27 aralık 1936 da hayatını kaybetti. Resmi tören düzenlenmedi. Beyazıt Camisinde kılınan cenaze namazından sonra, Üniversite öğrencilerinin omuzlarında Edirne Kapı mezarlığına gömüldü.
Ruhu şad olsun.
Muharrem Yellice”
Sayın Yellice’nin bu yazısını okuyunca Nazım Hikmet’in şiiri yazdığı camiyi merak ettiniz değil mi?
Nazım Hikmet, cami şiirini henüz 18 yaşlarında Beyoğlu İstiklal Caddesinde yangınlar, ihtilaller arasında harap kalmış Hüseyin Ağa Camii için yazmış. 1938’de onarılıp, tarihi izleri korunmuş olan Hüseyin Ağa Camii’nin 2008 yılında yanı başında bir AVM yapılmaya başlar; yerin 30 metre altına inen hafriyat çalışmalarıyla yüzyılların bir taşını bile oynatamadığı tarihi mirasın duvarları çatlar. Tahrip olur ve taşlarını yerinden oynatır.

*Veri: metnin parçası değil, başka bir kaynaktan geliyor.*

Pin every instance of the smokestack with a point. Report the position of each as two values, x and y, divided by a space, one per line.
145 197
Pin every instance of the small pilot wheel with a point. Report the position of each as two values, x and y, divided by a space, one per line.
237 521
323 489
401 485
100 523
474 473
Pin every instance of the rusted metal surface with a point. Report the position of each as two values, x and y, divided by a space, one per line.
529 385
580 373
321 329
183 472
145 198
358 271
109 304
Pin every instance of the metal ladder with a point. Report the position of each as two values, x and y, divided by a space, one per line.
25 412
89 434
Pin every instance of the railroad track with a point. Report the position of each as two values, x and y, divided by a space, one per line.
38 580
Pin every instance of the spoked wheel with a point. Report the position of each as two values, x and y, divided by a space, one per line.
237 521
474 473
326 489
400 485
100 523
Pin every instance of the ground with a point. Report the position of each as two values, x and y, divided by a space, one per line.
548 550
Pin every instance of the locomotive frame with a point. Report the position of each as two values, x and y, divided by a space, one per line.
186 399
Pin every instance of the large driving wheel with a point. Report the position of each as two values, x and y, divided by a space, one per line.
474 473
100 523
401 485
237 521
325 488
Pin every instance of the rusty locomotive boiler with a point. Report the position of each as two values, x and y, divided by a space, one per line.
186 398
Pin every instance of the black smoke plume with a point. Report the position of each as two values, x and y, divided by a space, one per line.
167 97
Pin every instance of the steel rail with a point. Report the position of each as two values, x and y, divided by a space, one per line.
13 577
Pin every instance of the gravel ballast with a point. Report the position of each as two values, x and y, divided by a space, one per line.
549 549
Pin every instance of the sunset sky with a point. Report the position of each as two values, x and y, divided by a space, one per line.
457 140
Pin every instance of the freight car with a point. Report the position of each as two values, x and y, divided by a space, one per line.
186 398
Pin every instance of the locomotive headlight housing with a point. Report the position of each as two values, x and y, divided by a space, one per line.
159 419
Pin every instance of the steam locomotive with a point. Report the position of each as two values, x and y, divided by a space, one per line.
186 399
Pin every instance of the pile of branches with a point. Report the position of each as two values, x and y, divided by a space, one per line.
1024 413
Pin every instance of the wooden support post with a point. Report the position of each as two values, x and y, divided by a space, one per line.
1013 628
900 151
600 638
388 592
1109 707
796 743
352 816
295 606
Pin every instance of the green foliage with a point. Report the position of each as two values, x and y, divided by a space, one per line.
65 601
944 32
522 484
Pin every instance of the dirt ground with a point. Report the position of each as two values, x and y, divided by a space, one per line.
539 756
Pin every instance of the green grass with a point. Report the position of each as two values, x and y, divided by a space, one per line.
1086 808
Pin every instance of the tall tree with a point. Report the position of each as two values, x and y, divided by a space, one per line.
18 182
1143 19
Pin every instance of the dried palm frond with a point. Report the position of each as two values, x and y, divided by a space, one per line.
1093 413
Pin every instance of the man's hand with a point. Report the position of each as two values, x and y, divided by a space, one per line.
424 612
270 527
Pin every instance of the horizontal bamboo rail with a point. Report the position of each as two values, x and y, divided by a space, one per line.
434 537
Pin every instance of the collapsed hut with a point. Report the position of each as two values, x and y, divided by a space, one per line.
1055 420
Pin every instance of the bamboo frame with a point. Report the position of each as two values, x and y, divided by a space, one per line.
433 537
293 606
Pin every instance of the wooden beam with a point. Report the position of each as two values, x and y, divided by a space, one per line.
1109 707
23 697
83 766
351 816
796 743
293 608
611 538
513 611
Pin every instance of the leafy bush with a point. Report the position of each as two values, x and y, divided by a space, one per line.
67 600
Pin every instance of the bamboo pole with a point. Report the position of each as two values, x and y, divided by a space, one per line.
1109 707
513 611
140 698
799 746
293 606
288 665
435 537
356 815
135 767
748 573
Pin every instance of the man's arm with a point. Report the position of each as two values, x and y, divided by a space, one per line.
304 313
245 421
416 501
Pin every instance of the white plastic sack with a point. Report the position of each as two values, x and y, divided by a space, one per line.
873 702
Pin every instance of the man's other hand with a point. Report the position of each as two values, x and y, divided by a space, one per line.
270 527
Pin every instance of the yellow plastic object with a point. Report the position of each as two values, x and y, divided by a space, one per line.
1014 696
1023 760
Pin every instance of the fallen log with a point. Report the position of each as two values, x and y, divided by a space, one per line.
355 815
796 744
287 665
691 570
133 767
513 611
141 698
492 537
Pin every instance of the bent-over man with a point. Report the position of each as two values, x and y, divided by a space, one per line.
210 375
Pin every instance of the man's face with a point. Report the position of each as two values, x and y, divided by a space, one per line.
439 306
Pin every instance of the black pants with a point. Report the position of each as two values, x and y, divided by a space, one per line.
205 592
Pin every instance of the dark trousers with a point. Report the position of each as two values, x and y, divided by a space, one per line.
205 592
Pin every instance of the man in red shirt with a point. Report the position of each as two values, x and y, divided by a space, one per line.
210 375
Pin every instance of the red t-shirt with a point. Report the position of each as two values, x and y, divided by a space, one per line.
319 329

(kaynak: www.sehriyar.info Osman Aydoğan)
2012 yılında Restorasyonunu üstlenenler 2 yıl bu camiye perde çeker ve kendi reklamlarını yapar “zarar verdik onarıyoruz” diyemez ya “ bizim tarafımızdan onarılmaktadır” yazar.
Ağa Camisinin onarılma işleri 2014 yılında bitikten sonra açılışı, Vakıflar Genel Müdürlüğünün bağlı olduğu o dönemin Devlet Bakanı Bülent Arınç tarafından yapılır. Gazetelerin sayfalarına haber “Hüseyin Ağa Camii'ne Nazım Hikmetli Açılış” olarak yazılır. Açılışta Nazım Hikmet’in Cami şiirini okuyan Arınç, şiiri Nazım Hikmet’in yazdığına önce inanamaz, araştırma gereği duyar. Ve onarımı yapan firmaya teşekkür ederek, şilt takdim edilir. Oysa caminin tarihi izleri bu onarımla silinmiştir.

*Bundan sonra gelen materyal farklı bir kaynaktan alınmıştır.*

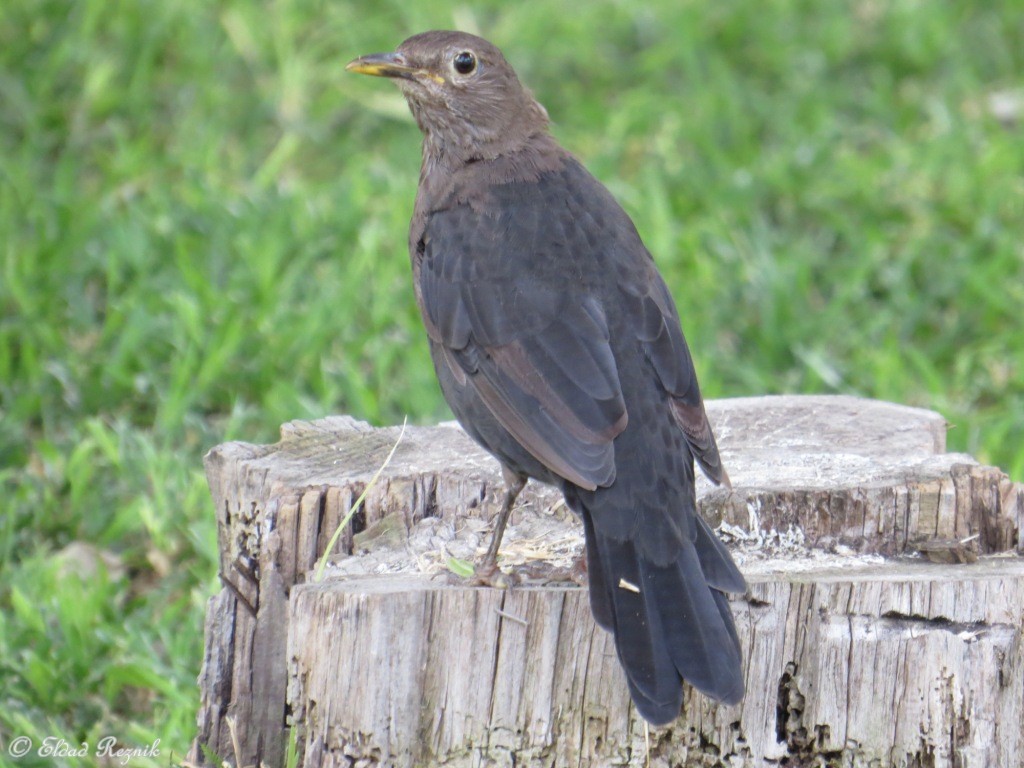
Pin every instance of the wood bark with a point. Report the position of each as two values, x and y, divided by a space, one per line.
913 658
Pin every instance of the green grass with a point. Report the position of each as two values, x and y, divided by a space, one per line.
203 235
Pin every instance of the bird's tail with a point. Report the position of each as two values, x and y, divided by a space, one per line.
671 620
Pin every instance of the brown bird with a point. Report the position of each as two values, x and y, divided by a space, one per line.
559 349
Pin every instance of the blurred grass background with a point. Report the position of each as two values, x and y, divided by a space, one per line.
203 235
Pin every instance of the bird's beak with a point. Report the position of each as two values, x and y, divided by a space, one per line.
388 66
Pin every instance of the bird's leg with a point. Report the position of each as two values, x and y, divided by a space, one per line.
514 483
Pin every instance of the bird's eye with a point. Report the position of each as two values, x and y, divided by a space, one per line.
464 62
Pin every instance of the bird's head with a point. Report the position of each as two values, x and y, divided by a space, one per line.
465 96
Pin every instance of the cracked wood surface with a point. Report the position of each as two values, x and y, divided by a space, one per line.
851 657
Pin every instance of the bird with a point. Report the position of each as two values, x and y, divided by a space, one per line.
559 349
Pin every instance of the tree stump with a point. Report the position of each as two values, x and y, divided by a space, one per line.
883 625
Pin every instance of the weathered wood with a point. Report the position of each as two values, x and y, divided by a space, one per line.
819 483
910 663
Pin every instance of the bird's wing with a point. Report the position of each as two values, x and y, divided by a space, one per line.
658 330
532 345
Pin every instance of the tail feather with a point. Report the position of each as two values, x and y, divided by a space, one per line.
671 622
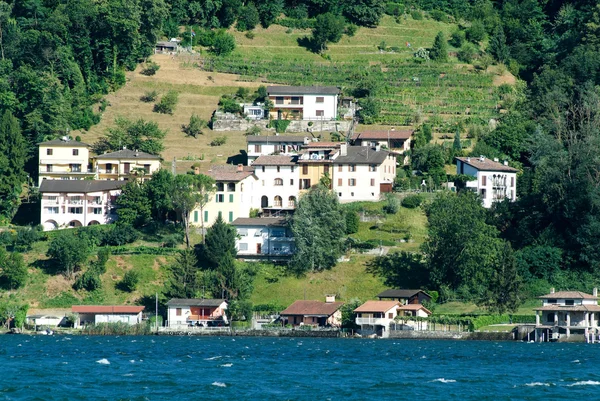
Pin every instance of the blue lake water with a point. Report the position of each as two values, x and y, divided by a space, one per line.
225 368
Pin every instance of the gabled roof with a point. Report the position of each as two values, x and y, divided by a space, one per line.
228 172
275 160
377 306
362 155
303 90
275 138
403 293
383 135
195 302
79 186
260 221
69 144
568 295
127 154
312 308
106 309
486 164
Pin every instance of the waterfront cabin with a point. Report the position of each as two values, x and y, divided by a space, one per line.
405 296
94 314
313 313
567 315
196 312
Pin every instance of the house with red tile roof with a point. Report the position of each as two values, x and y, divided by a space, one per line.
314 313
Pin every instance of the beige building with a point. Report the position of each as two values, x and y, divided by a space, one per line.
233 196
126 163
64 159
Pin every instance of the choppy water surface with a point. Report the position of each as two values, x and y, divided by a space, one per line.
225 368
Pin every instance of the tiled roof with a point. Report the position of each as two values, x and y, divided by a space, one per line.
228 172
260 221
195 302
299 90
275 160
60 142
127 154
376 306
106 309
383 135
568 294
275 138
405 293
83 186
312 308
486 164
362 155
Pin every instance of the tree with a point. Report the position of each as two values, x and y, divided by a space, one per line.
195 127
12 164
13 270
219 242
439 51
68 252
183 279
318 226
328 28
223 44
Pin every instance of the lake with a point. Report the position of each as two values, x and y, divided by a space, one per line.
225 368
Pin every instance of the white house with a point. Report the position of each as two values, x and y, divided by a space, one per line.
375 317
196 312
567 313
277 182
303 102
363 173
266 237
64 159
77 203
494 181
259 145
93 314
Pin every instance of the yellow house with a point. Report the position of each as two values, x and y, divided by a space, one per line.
125 163
64 159
233 197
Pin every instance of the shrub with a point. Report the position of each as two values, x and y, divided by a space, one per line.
130 281
167 103
218 141
412 201
150 68
416 15
149 96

“Burada bütün gözleri bir siyah el bağlıyor,
Yalnız senin göğsünde büyük ruhun ağlıyor.
Kendi elemim gibi anlıyorum ben bunu,
Anlıyorum bu yerde azap çeken ruhunu
Bu imansız muhitte öyle yalnızsın ki sen
Bir teselli bulurdun ruhumu görebilsen!
Ey bu caminin ruhu: Bize mucize göster
Mukaddes huzurunda el bağlamayan bu yer..” Ezanlar susup çan sesleri yükselince bu sözleri yazan Nazım Hikmet şimdi dünyada bütün bu insanlık dışı yaşanan savaşları, çocukları görseydi, kim bilir, nasıl kanatırdı ciğerimizi her bir hecede?

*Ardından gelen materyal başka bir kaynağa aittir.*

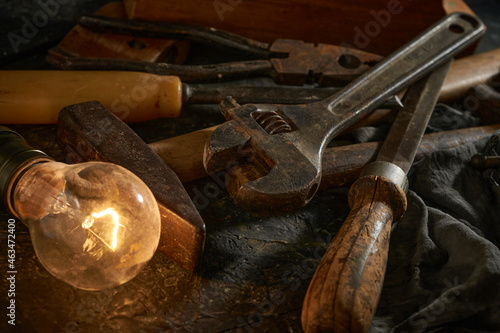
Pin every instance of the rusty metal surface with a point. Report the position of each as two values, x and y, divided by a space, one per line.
289 62
403 140
89 131
289 143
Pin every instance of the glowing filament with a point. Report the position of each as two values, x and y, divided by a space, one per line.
87 224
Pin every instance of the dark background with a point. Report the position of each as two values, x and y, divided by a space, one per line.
251 280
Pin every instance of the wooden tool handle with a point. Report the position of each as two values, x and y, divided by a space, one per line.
468 72
36 97
345 290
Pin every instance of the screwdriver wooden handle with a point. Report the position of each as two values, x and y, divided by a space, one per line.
345 290
36 97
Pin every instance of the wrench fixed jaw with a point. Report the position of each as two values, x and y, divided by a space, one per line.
262 135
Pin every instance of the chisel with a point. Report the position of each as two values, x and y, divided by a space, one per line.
346 287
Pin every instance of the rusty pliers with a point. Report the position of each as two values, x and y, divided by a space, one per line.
285 143
289 62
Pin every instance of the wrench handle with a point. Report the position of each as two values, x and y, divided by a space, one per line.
345 290
402 68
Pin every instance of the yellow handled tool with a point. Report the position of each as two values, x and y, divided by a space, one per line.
36 97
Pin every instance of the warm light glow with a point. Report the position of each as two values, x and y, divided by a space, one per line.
87 224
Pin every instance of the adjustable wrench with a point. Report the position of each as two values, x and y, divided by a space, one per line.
287 141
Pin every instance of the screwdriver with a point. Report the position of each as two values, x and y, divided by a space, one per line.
37 96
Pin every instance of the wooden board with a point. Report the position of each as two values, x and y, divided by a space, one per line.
378 26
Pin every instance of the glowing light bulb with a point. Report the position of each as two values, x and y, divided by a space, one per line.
93 225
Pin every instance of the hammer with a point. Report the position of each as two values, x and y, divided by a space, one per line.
89 131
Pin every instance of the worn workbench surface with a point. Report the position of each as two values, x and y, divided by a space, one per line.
255 270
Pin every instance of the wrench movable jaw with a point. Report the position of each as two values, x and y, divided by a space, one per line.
305 130
288 169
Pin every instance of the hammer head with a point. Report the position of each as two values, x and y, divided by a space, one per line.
266 137
89 131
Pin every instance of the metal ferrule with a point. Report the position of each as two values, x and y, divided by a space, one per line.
16 156
387 170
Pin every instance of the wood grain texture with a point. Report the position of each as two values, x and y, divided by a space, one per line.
468 72
345 290
85 43
378 26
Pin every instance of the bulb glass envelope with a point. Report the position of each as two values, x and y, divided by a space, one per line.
93 225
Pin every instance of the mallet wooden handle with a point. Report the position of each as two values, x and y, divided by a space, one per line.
341 295
36 97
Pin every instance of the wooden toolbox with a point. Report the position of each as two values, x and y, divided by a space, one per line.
378 26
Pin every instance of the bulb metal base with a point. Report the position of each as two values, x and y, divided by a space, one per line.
16 156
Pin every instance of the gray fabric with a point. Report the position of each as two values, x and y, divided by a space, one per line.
443 272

Harp görmüş, destan yazmış, istiklal mücadelesi vermiş, sadece vatanın edebiyatını yapmamış kurtuluş mücadelesi vermiş, vatanın çilesini de çekmişler. Bize bitmeyen tükenmeyen bir davanın şuurunu hâlâ ilahi bir esintiyle gönderen şairlerimizi andık. Ruhları şad olsun. Mevla'm tarihimizin izlerini yurdumuzdan, zihnimizden; nağmelerini, gönlümüzden sildirmesin.